Common practices like below make passwords vulnerable
1) Weak Passwords
2) Reusing the same password across multiple sites
3) Using common patterns like D.O.B etc for password
To add more to the list, Phishing attacks and Brute force attacks (where hackers can use automated tools to systematically try different combinations of passwords until they find the correct one) lead to compromised passwords.
So how do we make sure hackers don't get easy access to our data?
Today browsers like Chrome suggest a strong random password when you are registering to a site. They will also save the password for you for easy login next time.
Many sites also do MFA (multi-factor authentication) and impose extra layers of authentication by asking users to provide OTP etc.
These steps do mitigate the password vulnerability issue but one major issue is the adoption. As it's not a great user experience and people tend to get annoyed providing OTP each time they don’t enable MFA for most of the sites.
So can we strengthen the login procedure and as well make the user experience better?
Yes, we can. WebAuthn to the rescue. WebAuthn provides authentication using native biometric options present on the device replacing the need to enter a username/password.
You might have experienced biometric authentication on some Android apps already.
WebAuthn Workflow
1. During the registration process, the user provides some form of biometric input (fingerprint, face id, etc) depending upon the device.
2. Using the biometric input, the user’s device generates a public/private key pair for the service/website user is registering to.
3. The public key is shared with the service/website and the private is securely saved only on the user’s device.
4. After this when the user initiates the login process, the server sends a challenge generated using the public key.
5. In UI, the user is prompted with the device’s authenticator screen to provide credentials. When the user provides the correct creds (fingerprint, face id, etc) device extract the private key associated with the user account for that service /website.
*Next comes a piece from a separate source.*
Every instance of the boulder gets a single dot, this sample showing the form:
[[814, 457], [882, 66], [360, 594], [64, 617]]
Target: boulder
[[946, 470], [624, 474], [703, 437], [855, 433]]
6. To solve the server login challenge client device uses this private key and sends a response for the server to validate.
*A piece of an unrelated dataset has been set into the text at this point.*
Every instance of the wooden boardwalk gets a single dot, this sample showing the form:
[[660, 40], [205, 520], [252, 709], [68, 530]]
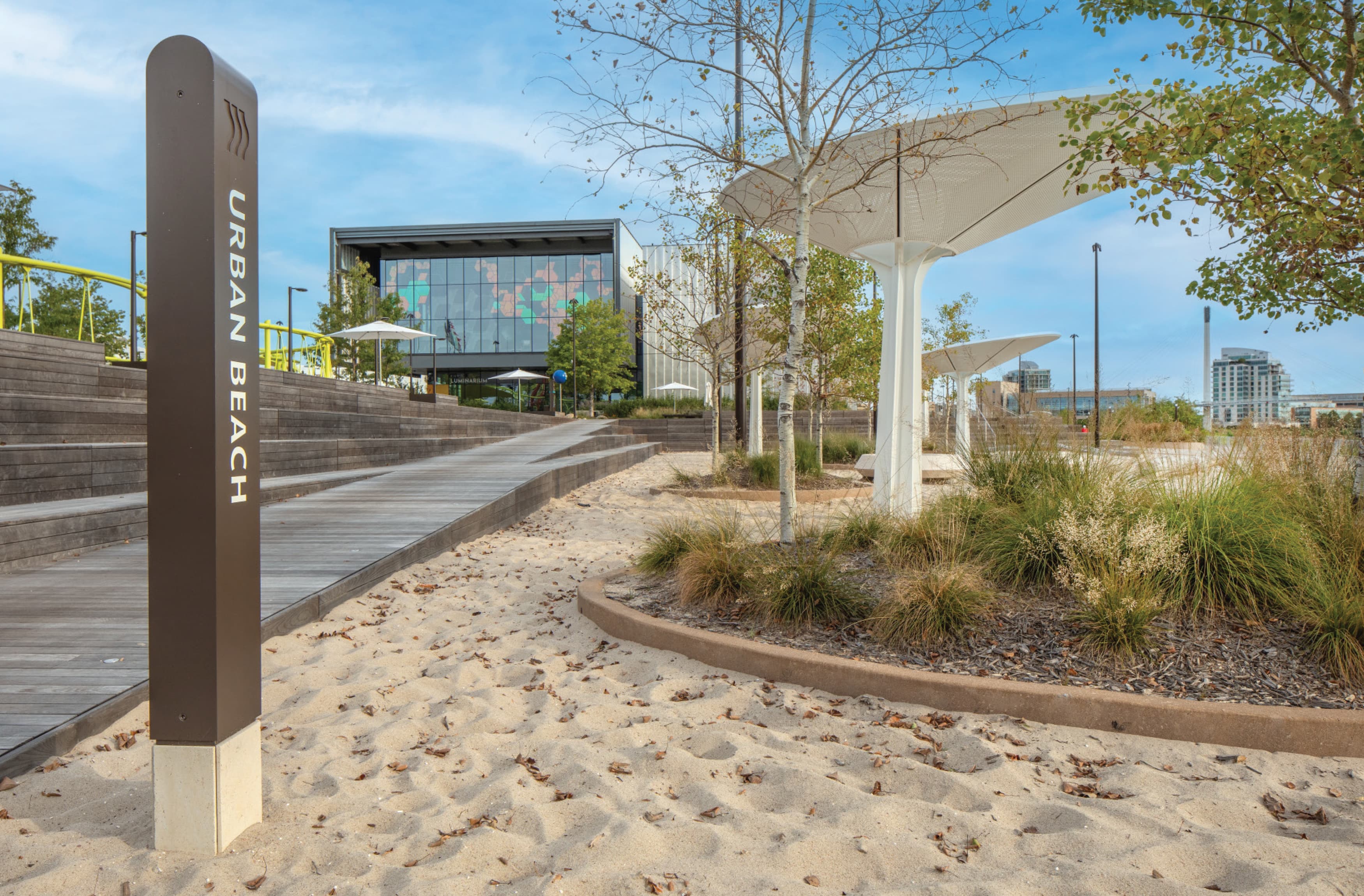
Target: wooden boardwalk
[[74, 635]]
7. Post successful validation, the user is logged in.
Advantages
1. More secure as username/password combination is not sent over the network for verification.
2. Better user experience, as this removes the hassle for customers to provide username/password.
3. User credentials are stored in the user device only and not in some database, making it secure in case of database compromise.
WebAuthn is now supported on all major browsers (https://caniuse.com/?search=webauthn). There are cross-platform authentication solutions available using Yubikeys.
I hope to see more adoption of this in the coming days.
It’s a great way to provide secure user authentication and remove reliance on passwords.